IndexedDB Storage Not Freed After Document Deletion

mudcube commented 4 days ago

Issue

IndexedDB storage size does not decrease after document deletion. The database continues to grow even when:

Documents are deleted
Documents are updated with the same _id

Question: Is there a way to disable version history for specific documents or collections? This might be needed for large files where we don't want to retain previous versions.

Reproduction

const db = fireproof('basic-db')
// Write 100MB doc
await db.put({
  _id: 'large-doc',
  data: blob
})
// Delete it
await db.del('large-doc')
// Check IndexedDB size - remains unchanged
// Write new doc with same _id - storage grows

Expected

Storage size should decrease after deletion
Updating documents should not continuously increase storage
Option to disable version history for specific documents

Actual

Storage remains unchanged after deletion
Database size grows with each update to same _id
Original data appears retained somewhere in IndexedDB

Environment

Browser: Chrome
@fireproof/core: 0.19.111

mudcube commented 4 days ago

Here's a script to test this issue.
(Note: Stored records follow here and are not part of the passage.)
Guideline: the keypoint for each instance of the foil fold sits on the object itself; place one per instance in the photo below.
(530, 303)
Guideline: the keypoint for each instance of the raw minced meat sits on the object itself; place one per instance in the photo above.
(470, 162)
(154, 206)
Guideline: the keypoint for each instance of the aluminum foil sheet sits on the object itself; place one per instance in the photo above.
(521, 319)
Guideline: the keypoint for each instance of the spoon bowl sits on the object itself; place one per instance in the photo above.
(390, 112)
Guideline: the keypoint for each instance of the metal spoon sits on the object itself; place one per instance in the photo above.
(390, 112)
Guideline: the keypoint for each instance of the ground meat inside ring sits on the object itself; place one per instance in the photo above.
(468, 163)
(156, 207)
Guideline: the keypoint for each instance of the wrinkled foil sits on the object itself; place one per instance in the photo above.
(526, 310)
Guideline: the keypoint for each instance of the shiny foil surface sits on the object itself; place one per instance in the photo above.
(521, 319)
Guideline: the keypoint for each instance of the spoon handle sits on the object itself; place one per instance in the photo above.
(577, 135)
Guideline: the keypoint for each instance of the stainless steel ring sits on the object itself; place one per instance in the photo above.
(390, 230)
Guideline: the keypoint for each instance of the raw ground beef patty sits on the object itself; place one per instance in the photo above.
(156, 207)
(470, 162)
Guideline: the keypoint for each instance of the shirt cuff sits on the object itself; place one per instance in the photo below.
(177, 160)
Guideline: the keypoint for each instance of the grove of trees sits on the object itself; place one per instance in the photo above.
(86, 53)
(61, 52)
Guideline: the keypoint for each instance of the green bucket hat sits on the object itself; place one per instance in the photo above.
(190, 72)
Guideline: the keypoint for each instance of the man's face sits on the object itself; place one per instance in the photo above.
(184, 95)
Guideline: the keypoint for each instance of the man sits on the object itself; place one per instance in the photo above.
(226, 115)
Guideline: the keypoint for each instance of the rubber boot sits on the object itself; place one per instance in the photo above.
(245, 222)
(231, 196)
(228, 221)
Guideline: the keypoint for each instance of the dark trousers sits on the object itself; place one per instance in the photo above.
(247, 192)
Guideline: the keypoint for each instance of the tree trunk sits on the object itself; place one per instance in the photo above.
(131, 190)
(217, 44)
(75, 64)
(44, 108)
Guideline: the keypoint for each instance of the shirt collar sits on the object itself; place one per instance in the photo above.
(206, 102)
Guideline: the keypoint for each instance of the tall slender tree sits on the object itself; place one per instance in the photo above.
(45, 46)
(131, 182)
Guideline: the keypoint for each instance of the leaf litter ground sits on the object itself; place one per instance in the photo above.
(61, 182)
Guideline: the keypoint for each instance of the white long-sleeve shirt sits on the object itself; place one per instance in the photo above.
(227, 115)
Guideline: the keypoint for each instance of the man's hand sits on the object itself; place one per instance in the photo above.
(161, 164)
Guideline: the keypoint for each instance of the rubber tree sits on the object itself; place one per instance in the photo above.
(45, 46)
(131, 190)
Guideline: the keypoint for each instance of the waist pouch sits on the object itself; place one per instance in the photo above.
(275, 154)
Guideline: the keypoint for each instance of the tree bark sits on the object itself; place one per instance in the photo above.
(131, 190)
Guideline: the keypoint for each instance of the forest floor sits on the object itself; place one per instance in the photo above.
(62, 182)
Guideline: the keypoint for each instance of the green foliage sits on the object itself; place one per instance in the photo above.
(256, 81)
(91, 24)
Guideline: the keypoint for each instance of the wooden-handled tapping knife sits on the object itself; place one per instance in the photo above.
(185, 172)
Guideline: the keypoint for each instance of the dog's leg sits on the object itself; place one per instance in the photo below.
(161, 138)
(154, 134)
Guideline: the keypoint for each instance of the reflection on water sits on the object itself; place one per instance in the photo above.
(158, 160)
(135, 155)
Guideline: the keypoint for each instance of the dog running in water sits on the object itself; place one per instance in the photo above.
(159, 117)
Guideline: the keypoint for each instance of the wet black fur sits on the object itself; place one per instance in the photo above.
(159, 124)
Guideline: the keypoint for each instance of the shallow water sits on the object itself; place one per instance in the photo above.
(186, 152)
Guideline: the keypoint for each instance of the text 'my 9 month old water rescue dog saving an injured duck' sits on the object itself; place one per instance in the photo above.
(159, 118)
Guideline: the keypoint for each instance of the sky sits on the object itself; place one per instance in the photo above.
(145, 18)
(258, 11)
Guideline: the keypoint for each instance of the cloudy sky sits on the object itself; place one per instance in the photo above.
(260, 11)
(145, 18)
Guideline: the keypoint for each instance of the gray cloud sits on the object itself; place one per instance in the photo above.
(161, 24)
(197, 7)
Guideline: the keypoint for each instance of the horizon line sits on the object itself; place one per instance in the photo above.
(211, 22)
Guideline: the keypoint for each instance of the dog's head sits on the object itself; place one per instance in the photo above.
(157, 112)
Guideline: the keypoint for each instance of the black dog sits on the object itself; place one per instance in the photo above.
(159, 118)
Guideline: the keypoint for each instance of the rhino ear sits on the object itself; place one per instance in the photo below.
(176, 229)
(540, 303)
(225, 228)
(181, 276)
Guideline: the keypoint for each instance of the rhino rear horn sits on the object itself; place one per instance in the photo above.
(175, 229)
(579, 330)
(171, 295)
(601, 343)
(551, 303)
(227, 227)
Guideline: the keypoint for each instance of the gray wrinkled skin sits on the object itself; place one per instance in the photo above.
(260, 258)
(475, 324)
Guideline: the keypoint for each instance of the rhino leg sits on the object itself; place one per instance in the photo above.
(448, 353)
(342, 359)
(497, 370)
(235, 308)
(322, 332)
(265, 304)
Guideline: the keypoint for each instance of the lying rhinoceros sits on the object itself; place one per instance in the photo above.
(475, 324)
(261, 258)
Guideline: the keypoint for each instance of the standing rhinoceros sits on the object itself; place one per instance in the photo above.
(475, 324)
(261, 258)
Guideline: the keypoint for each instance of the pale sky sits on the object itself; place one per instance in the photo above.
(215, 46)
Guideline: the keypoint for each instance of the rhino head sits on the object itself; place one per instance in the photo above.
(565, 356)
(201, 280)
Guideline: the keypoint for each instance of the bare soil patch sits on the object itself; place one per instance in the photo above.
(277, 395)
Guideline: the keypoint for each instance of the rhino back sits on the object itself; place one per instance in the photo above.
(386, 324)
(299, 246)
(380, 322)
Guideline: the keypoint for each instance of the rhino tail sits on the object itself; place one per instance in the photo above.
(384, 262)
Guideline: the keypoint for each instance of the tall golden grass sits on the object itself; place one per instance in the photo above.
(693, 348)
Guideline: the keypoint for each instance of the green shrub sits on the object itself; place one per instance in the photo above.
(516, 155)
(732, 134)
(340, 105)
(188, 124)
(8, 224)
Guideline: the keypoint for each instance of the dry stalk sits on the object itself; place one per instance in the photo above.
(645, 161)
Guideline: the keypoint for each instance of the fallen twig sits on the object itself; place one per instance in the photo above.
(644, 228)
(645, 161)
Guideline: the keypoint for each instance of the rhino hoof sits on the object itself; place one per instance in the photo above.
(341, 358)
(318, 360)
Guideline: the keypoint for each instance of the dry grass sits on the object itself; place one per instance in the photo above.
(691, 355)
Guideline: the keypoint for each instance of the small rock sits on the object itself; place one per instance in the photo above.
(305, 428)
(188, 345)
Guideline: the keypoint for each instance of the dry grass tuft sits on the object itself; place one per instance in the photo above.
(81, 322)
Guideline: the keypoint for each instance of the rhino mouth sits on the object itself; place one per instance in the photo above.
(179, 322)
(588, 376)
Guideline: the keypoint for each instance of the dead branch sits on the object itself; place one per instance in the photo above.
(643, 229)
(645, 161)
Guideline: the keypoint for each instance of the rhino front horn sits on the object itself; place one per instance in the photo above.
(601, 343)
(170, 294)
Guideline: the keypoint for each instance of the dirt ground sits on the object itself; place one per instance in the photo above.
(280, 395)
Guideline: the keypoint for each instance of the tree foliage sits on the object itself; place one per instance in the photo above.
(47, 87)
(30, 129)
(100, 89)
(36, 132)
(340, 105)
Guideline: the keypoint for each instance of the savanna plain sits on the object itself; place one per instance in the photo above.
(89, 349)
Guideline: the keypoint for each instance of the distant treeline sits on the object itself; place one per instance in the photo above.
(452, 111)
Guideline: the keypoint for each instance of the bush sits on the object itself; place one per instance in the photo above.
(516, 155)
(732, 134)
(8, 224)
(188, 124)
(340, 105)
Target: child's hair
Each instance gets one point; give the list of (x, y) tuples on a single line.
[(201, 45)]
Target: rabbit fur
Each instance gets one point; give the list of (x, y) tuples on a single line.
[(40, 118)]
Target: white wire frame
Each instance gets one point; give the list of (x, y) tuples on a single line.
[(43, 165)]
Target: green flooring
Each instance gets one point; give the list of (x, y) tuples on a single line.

Only tested in Chrome.

import { fireproof } from '@fireproof/core'

// Global Test Configuration
const DB_NAME = 'storage-test'
const DOC_SIZE_MB = 1
const NUM_DOCS = 5
const TEST_PATTERN = 'random' // 'random', 'sequential', or 'repeating'
const TEST_TYPE = 'multiple' // 'multiple' or 'cycle'

const db = fireproof(DB_NAME)

// Helper to measure IndexedDB size
async function getIDBSize() {
    const estimate = await navigator.storage.estimate()
    return {
        usage: (estimate.usage / (1024 * 1024)).toFixed(2),
        quota: (estimate.quota / (1024 * 1024)).toFixed(2)
    }
}

// Measure data size in memory
function getSize(data) {
    const bytes = new TextEncoder().encode(JSON.stringify(data)).length
    return {
        bytes,
        mb: (bytes / (1024 * 1024)).toFixed(2)
    }
}

// Generate data patterns
function generatePattern(pattern, length) {
    switch (pattern) {
        case 'random':
            const chunk = 65536
            let data = ''
            for (let i = 0; i < length; i += chunk) {
                const size = Math.min(chunk, length - i)
                const array = new Uint8Array(size)
                crypto.getRandomValues(array)
                data += String.fromCharCode.apply(null, array)
            }
            return btoa(data)

        case 'sequential':
            return btoa(Array.from(
                { length },
                (_, i) => String.fromCharCode(i % 256)
            ).join(''))

        case 'repeating':
            const template = 'x'.repeat(1024)
            let result = ''
            while (result.length < length) {
                result += template
            }
            return btoa(result.slice(0, length))

        default:
            throw new Error('Invalid pattern type')
    }
}

// Generate test document
function generateDocument() {
    const targetBytes = DOC_SIZE_MB * 1024 * 1024
    const rawBytes = Math.ceil(targetBytes * 0.75)

    const doc = {
        _id: 'large-file',
        message: 'Test Document',
        timestamp: new Date().toISOString(),
        pattern: TEST_PATTERN,
        largeData: generatePattern(TEST_PATTERN, rawBytes)
    }

    return { doc, size: getSize(doc) }
}

// Log progress with storage info
async function logProgress(phase, index) {
    const { usage, quota } = await getIDBSize()
    console.log(
        `[${phase}] ${index}/${NUM_DOCS}`,
        `Storage: ${usage}MB / ${quota}MB`,
        `(${((usage / quota) * 100).toFixed(1)}%)`
    )
}

// Test multiple writes
async function testMultipleWrites() {
    console.log('🚀 Starting Multiple Writes Test\n', {
        DB_NAME,
        DOC_SIZE_MB,
        NUM_DOCS,
        TEST_PATTERN,
        TEST_TYPE
    })

    for (let i = 0; i < NUM_DOCS; i++) {
        const { doc, size } = generateDocument()
        await db.put(doc)
        await logProgress('Write', i + 1)
    }
}

// Test write/delete cycle
async function testWriteDeleteCycle() {
    console.log('🔄 Starting Write/Delete Cycle Test\n', {
        DB_NAME,
        DOC_SIZE_MB,
        NUM_DOCS,
        TEST_PATTERN,
        TEST_TYPE
    })

    for (let i = 0; i < NUM_DOCS; i++) {
        const { doc } = generateDocument()
        await db.put(doc)
        await logProgress('Write', i + 1)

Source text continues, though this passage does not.